ホワイトレディ、バラライカ、XYZにマルガリータ。さらには、サイドカーまで。
レシピにコアントローを必要とするカクテルは多い。

カクテルの必需品であるこの銘酒も、度重なる値上げによって、ついに、ここまで来た。
税込で、1本ぼぼ3000円。

僕が初めてこの酒を購入したのは、20歳の時。たぶん、1000円を少し超える程度だったと思う。それから、一人暮らし、実家暮らし、結婚して現在に至るまで、一度もこの酒を切らすことなく過ごして来た。四半世紀以上にわたって、僕の酒のラインナップからもれたことのない銘柄だ。

20歳の大学生の時に比べて、当然現在の収入は何倍も多い。しかし、バイト代を何も考えずに全て酒に投入できたあの頃と違い、現在はしがない小遣い制の中でコソコソやり繰りしている現状だ。しかも値上がりしているのは、もちろんコアントローだけではない。僕が好きな安蒸留酒であるジンやテキーラ、スコッチもどんどん高くなる。特にシングルモルトウィスキーに関しては、ここ数年1本も買っていない(買うことができない)。
しかしながら、バーテンダー経験のある小さなプライドから、ジンのビーフィーターもゴードンも、安価な低アルコールラインではなく、度数の高い(値段も高い)オリジナルラインにこだわり続けて来た。元々が強い酒だ。2杯目からは味覚も麻痺してたいして違いなどわからないのに、である。1杯目のパンチ力にこだわり続けてきたのだ。

そんな誰も得することのない美学を、ついに捨てねばならぬ時がやって来たのだと思う。
もちろん、継続維持するための努力は試みた。しかし、小遣いの値上げは妻に一笑に付され、早々に詰んだ。

このまま好きな酒も飲めなくなってしまうのか。
否。
僕は考え、ある一つの暫定解を導き出した。
今までこだわり続けて来た、無駄なプライドの根源となっている知識を逆利用してやろう、というものだ。

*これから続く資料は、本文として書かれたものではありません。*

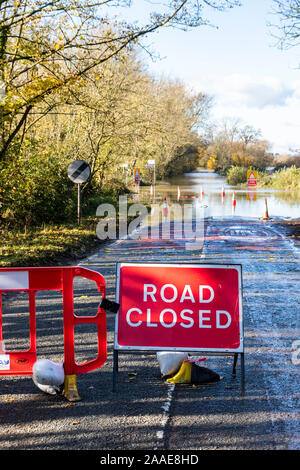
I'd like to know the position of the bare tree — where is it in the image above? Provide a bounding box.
[273,0,300,48]
[0,0,240,160]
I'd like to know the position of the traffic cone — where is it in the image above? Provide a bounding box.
[263,197,269,220]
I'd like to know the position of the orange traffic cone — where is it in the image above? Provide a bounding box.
[263,197,269,220]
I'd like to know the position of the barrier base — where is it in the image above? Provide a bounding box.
[62,375,81,401]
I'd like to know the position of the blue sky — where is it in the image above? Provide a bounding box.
[109,0,300,153]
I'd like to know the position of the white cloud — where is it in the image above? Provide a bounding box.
[191,74,300,152]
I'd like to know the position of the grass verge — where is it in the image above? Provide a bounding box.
[0,220,103,267]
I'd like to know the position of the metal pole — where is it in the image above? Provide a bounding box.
[77,183,80,225]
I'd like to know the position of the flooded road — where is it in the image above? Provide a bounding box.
[139,170,300,218]
[0,173,300,451]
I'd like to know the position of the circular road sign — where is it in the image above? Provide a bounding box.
[68,160,91,184]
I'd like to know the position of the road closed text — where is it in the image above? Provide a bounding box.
[117,264,241,349]
[126,284,231,328]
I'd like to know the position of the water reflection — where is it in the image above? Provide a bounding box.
[139,170,300,218]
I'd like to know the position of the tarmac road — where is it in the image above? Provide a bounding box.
[0,217,300,451]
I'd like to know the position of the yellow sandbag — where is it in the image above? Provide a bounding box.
[166,361,192,384]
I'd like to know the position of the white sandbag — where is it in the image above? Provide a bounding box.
[32,359,65,395]
[156,351,188,377]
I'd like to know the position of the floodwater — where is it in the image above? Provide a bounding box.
[135,170,300,218]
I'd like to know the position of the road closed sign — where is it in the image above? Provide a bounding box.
[114,263,243,352]
[247,170,258,188]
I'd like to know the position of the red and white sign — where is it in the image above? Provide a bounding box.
[115,263,243,352]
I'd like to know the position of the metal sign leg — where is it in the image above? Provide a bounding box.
[113,349,119,392]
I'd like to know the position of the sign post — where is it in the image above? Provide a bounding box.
[68,160,91,225]
[114,263,244,390]
[247,170,257,188]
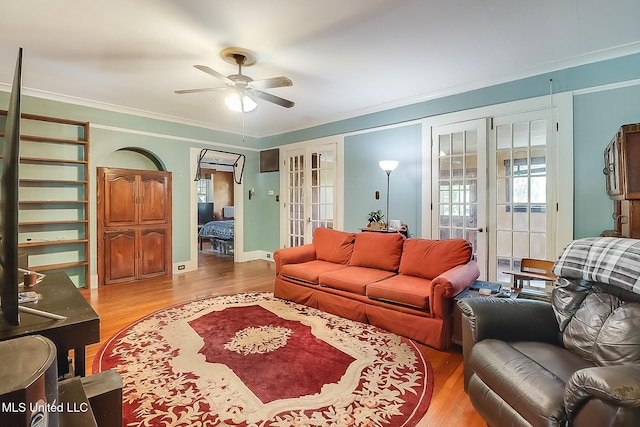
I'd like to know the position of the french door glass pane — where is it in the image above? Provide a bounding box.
[494,119,547,283]
[287,155,305,246]
[438,130,478,260]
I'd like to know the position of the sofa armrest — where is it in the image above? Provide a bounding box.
[273,243,316,275]
[458,298,560,345]
[429,261,480,319]
[564,365,640,418]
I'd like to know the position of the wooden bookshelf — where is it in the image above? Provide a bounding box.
[0,111,90,287]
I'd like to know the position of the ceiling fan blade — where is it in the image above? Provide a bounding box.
[174,87,230,94]
[194,65,233,85]
[251,76,293,89]
[249,89,296,108]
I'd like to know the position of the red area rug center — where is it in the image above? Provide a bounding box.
[189,305,355,403]
[93,293,433,426]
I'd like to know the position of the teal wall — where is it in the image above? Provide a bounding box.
[0,54,640,280]
[573,86,640,237]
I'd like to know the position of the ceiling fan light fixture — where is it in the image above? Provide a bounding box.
[225,92,258,113]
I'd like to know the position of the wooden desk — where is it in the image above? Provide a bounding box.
[0,273,100,376]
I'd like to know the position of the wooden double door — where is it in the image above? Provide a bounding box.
[97,168,172,285]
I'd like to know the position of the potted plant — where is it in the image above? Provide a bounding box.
[367,209,384,230]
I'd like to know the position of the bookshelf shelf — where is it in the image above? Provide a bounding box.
[0,111,90,287]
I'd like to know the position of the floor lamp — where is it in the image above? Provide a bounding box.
[378,160,398,231]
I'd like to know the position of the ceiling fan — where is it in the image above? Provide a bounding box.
[175,47,295,112]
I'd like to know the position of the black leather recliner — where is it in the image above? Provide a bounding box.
[458,238,640,427]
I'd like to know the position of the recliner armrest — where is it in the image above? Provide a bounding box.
[458,298,561,344]
[564,365,640,418]
[273,243,316,275]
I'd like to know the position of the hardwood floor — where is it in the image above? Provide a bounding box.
[81,247,486,427]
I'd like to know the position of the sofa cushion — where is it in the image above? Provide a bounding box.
[281,260,347,285]
[319,266,395,295]
[350,231,404,271]
[562,292,640,366]
[399,238,472,280]
[367,274,431,310]
[313,228,356,264]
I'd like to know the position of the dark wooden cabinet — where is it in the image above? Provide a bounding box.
[603,123,640,200]
[603,123,640,239]
[98,168,172,285]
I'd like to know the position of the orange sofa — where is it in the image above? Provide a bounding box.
[273,228,480,350]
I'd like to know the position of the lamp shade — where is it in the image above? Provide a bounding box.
[225,92,258,113]
[378,160,398,173]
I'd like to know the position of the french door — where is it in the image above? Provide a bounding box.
[489,110,556,283]
[282,144,337,247]
[431,119,488,277]
[431,109,556,283]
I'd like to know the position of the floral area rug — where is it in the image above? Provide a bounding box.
[93,293,433,427]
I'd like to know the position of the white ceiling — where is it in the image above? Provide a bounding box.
[0,0,640,136]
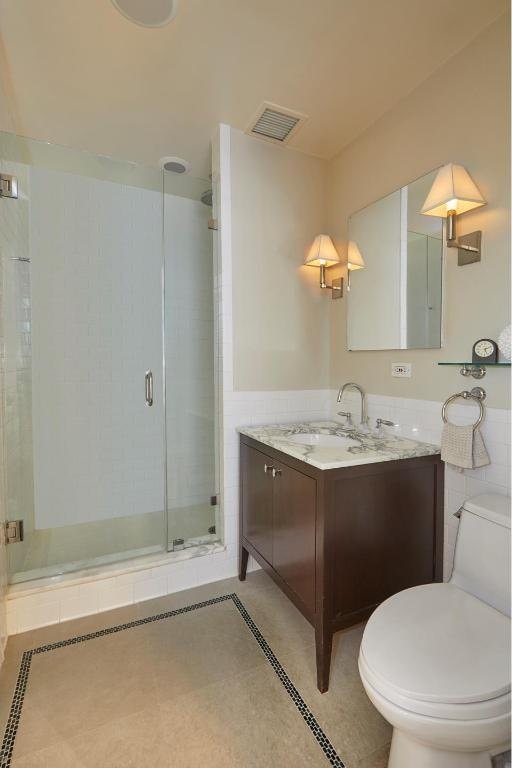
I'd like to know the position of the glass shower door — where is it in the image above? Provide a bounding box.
[163,171,219,550]
[0,134,166,581]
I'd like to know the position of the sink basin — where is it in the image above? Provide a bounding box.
[286,432,358,448]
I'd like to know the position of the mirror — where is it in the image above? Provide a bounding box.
[347,169,443,350]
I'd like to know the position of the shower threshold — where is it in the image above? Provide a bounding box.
[9,546,165,584]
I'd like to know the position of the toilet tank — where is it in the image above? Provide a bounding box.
[450,493,510,616]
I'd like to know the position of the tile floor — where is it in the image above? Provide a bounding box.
[0,571,391,768]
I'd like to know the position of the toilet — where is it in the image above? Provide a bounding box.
[359,494,510,768]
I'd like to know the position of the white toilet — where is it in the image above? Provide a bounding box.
[359,494,510,768]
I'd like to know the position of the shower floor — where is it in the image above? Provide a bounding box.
[9,504,219,584]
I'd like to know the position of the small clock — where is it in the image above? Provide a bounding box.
[473,339,498,364]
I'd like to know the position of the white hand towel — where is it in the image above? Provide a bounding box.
[441,424,491,469]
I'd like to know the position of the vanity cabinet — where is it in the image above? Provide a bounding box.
[239,435,444,692]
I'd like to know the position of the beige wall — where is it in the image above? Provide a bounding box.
[231,129,330,390]
[328,16,510,407]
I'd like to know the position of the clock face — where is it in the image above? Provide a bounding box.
[475,339,494,357]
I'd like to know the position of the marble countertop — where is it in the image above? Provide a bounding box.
[238,421,440,469]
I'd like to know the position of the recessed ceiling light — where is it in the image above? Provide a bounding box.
[158,156,190,173]
[112,0,178,27]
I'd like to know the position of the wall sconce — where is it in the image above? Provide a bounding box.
[421,163,485,267]
[347,240,366,291]
[304,235,343,299]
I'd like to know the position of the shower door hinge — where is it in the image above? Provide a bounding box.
[2,520,23,544]
[0,173,18,198]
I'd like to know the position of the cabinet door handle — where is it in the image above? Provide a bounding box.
[144,371,153,406]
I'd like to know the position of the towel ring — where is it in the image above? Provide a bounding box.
[441,387,485,429]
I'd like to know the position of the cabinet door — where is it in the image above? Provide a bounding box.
[274,464,316,613]
[240,443,273,565]
[332,462,436,616]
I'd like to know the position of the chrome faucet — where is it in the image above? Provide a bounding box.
[336,381,368,427]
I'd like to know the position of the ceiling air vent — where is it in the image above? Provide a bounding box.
[246,102,308,144]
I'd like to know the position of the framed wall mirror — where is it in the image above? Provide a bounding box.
[347,169,443,350]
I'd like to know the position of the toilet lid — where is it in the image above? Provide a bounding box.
[361,584,510,704]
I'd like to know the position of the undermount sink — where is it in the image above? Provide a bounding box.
[286,432,358,448]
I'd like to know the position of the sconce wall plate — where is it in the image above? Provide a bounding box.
[331,277,343,299]
[457,231,482,267]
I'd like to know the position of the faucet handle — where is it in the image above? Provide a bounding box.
[338,411,354,428]
[375,419,398,429]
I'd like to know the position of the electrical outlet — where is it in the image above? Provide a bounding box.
[391,363,412,379]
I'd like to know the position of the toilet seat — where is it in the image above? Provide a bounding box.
[359,584,510,720]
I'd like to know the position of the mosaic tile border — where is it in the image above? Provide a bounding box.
[0,592,346,768]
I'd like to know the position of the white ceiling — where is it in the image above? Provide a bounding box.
[0,0,508,175]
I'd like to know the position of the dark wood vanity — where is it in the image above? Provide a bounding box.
[239,435,444,692]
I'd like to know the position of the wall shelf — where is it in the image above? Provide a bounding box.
[438,361,510,379]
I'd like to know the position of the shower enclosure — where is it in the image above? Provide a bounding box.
[0,133,219,582]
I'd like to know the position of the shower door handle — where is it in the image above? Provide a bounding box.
[144,371,153,406]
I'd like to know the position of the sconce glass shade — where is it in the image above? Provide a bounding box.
[347,240,366,271]
[304,235,340,267]
[421,163,485,218]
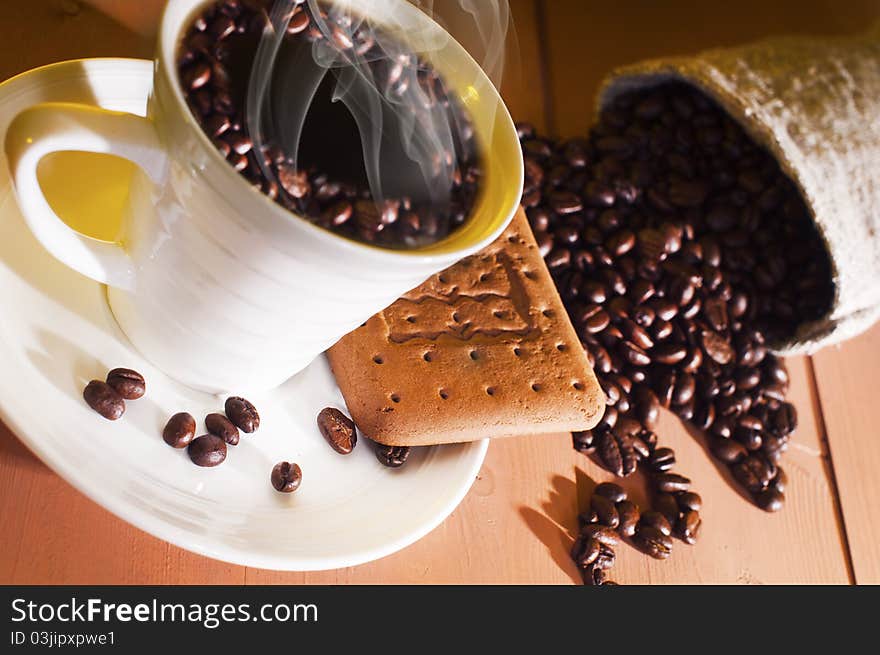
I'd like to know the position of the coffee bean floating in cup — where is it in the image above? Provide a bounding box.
[178,0,481,248]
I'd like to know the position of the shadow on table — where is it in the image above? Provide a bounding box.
[681,421,755,505]
[519,475,581,584]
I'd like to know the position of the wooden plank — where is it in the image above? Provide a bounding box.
[813,325,880,584]
[0,424,244,584]
[577,357,849,584]
[541,0,868,584]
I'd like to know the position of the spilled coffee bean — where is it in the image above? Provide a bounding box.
[269,462,302,494]
[162,412,196,448]
[205,413,241,446]
[107,368,147,400]
[318,407,357,455]
[225,396,260,434]
[518,83,834,582]
[83,380,125,421]
[186,434,226,467]
[373,442,410,468]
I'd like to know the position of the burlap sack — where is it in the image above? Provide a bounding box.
[598,24,880,354]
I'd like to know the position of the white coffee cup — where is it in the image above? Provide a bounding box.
[5,0,523,393]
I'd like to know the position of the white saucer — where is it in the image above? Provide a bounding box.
[0,59,488,571]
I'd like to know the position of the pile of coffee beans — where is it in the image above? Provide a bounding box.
[518,83,834,584]
[178,0,481,248]
[162,396,260,468]
[571,452,703,585]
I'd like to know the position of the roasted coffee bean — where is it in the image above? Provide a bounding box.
[620,341,651,366]
[672,373,697,405]
[593,544,615,571]
[373,442,410,468]
[269,462,302,494]
[632,525,672,559]
[107,368,147,400]
[530,85,833,539]
[83,380,125,421]
[318,407,357,455]
[186,434,226,467]
[616,500,641,537]
[206,413,241,446]
[178,0,482,251]
[651,344,687,365]
[654,472,691,493]
[593,482,626,503]
[701,330,734,365]
[225,396,260,434]
[590,493,620,528]
[162,412,196,448]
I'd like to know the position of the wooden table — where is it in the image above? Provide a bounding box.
[0,0,880,584]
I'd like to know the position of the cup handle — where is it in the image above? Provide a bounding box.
[5,102,168,289]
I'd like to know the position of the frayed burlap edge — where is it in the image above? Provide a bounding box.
[598,24,880,354]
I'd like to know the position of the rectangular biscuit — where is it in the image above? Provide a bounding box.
[327,210,604,446]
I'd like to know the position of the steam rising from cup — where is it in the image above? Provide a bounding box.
[246,0,510,214]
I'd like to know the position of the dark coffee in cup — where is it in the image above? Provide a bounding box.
[178,0,481,248]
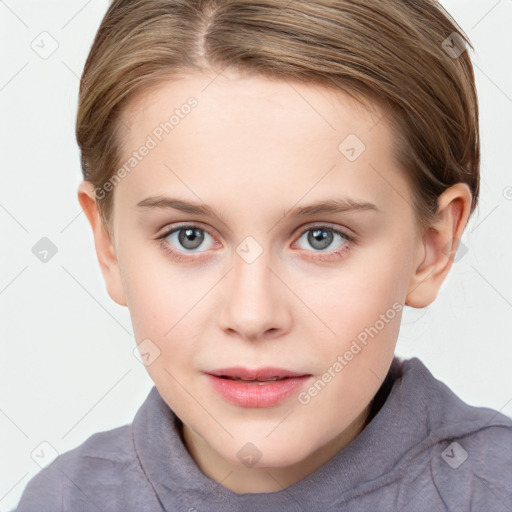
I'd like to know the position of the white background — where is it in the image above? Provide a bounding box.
[0,0,512,512]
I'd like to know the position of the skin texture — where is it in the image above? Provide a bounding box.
[78,71,471,493]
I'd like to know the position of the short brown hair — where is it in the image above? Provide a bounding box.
[76,0,480,236]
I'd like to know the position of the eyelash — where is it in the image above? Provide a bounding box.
[157,224,356,261]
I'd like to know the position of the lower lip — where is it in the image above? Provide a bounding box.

今まで飲んでいた酒の代替を、探すのだ。今より安いものに置き換えるのだ。それも、可能な限りクオリティを落とさずに。
それこそ、酒の知識を最大限発揮できるチャンスではないか。

トリプルセック=3倍からい

コアントローは、本来「ホワイトキュラソー」に分類される。このホワイトキュラソー、実はコアントロー以外にも多くの銘柄が発売されている。
リキュールで有名なボルス社のホワイトキュラソー「トリプルセック」もそのひとつ。今回はこれを購入してみる。カリブ海に浮かぶキュラソー島産のオレンジを使った、透明なオレンジリキュールであることに変わりはないが、コアントローに比べ、1000円以上も安い。

早速味見をしてみる。
ホワイトキュラソーであることは間違いないが、香りがコアントローに比べて、弱い。
さらには、甘い。ベタついた甘さ。

作るのは基本のホワイトレディ

早速、ホワイトレディを作ってみる。
いつものレシピ、いつものシェイクで作る。

ジン 40cc
トリプルセック 10cc
レモンジュース 10cc

ご覧の通り、僕はいつも、サイドカーレシピのカクテルを作る際、ベースとなる酒の比率を、通常レシピの1/2から2/3まで引き上げる。この方が、甘さ(リキュール)と酸味(レモンやライム)のバランスがいいと感じるからだ。
そして、シェイクは基本的にハードシェイクで振る。柔らかいシェイクで作ったものに比べ、比較にならないほど口当たりが優しくなる。ジンの様に40度を超える強い酒の場合、口当たりが優しいことは、美味と同義だ。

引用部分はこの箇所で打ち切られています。